# Pissed Off



## rocketiakman (Aug 26, 2013)

I really dont like people that dont have something good to say when on this website. Maybe I've posted something once that didn't resonate well, but i have never intentionally comment on something to make someone feel lower than they did when the posted at first. I think its crucial that people dont joke, belittle, or offer ignorant uniformed comments to complex situations. The most someone can do to help, is help talk something out, or share tools for other people. I think thats the way talks should be on these sites, because many people get harmed coming here, without even realizing it.

thanks.

-Isaac.


----------



## rocketiakman (Aug 26, 2013)

Fearless said:


> LOL. Amazing.
> 
> I am only a forum member, just like others, if you don't like my opinion, just scroll down a little more, and go on.
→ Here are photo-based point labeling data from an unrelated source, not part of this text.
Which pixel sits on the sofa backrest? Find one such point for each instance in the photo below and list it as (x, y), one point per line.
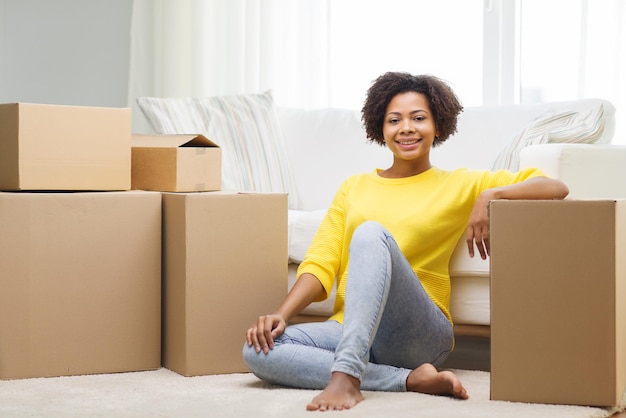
(325, 146)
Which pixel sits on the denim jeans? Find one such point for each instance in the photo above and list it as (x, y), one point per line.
(390, 326)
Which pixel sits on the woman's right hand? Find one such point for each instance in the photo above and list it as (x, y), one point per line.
(262, 334)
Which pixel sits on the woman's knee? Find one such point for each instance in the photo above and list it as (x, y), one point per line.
(368, 231)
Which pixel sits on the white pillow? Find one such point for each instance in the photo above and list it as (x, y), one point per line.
(572, 126)
(254, 155)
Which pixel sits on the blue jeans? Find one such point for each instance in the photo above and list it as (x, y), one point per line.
(390, 327)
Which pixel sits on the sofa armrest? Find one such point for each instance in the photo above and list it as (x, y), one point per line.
(591, 171)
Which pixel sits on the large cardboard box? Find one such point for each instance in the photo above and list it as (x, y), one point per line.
(80, 280)
(176, 163)
(558, 301)
(225, 263)
(54, 147)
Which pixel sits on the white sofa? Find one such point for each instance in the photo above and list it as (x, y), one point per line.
(326, 146)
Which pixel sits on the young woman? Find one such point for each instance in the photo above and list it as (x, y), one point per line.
(387, 240)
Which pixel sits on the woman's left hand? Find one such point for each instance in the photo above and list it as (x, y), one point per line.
(478, 226)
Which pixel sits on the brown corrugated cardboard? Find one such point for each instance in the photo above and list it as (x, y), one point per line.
(176, 163)
(225, 263)
(558, 301)
(54, 147)
(80, 275)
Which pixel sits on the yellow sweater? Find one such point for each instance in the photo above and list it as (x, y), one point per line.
(426, 214)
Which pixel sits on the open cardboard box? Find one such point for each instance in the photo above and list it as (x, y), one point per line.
(176, 163)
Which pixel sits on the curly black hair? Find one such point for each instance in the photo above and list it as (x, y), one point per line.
(444, 104)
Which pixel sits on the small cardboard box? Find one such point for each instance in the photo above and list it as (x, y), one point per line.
(54, 147)
(80, 275)
(558, 301)
(225, 263)
(176, 163)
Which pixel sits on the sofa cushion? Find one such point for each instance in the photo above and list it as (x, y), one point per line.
(254, 154)
(584, 126)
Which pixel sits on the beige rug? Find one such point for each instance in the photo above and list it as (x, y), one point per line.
(163, 393)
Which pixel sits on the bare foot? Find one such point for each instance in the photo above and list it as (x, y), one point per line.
(342, 392)
(427, 379)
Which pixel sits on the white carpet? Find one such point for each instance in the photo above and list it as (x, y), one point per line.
(163, 393)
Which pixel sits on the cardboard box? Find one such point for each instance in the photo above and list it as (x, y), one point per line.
(52, 147)
(80, 275)
(225, 263)
(176, 163)
(558, 301)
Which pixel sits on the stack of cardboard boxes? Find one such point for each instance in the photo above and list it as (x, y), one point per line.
(119, 252)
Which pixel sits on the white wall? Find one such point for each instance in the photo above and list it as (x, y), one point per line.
(65, 51)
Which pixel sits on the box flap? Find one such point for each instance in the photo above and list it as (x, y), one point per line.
(171, 141)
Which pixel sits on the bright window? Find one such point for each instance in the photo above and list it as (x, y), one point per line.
(368, 38)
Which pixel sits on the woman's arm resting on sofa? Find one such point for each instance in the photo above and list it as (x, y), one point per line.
(534, 188)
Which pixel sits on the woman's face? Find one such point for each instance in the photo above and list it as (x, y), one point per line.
(409, 127)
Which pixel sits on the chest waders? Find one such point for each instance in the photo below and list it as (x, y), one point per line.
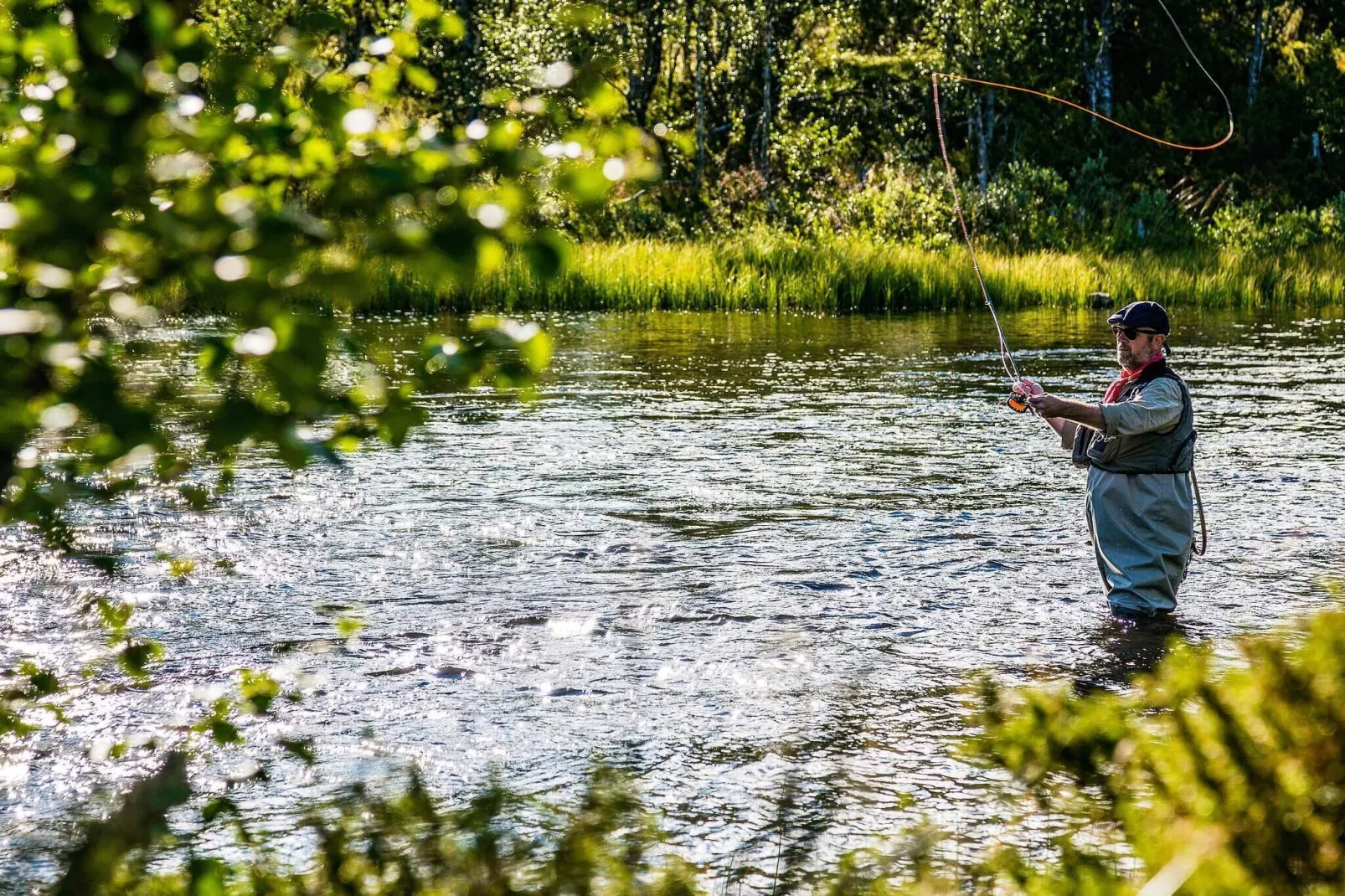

fearless, I'm not mad at you, i know i might have gotten a lil overpissed, I'm just mad that on any forum i go to there are people that say things that just take people back 3 steps.


----------



## rocketiakman (Aug 26, 2013)

Fearless said:


> How can one be not mad, but overpissed?
> 
> You are talking like I have some superman power (you are not the only one here who talk like that), and I can make people (PEOPLE? no not "people", you) take "back 3 steps" just by writing down my opinion about codependent couples I SEE IN MY OWN LIFE.
> 
> ...


haha dude go update your recovery blog or something, I'm over that little chat we had over that thread post. And yeah i do think i have been codependent, but i also believe that your comment was bogus. you're nobody to tell people they dont experience love if they are involved in codependency.


----------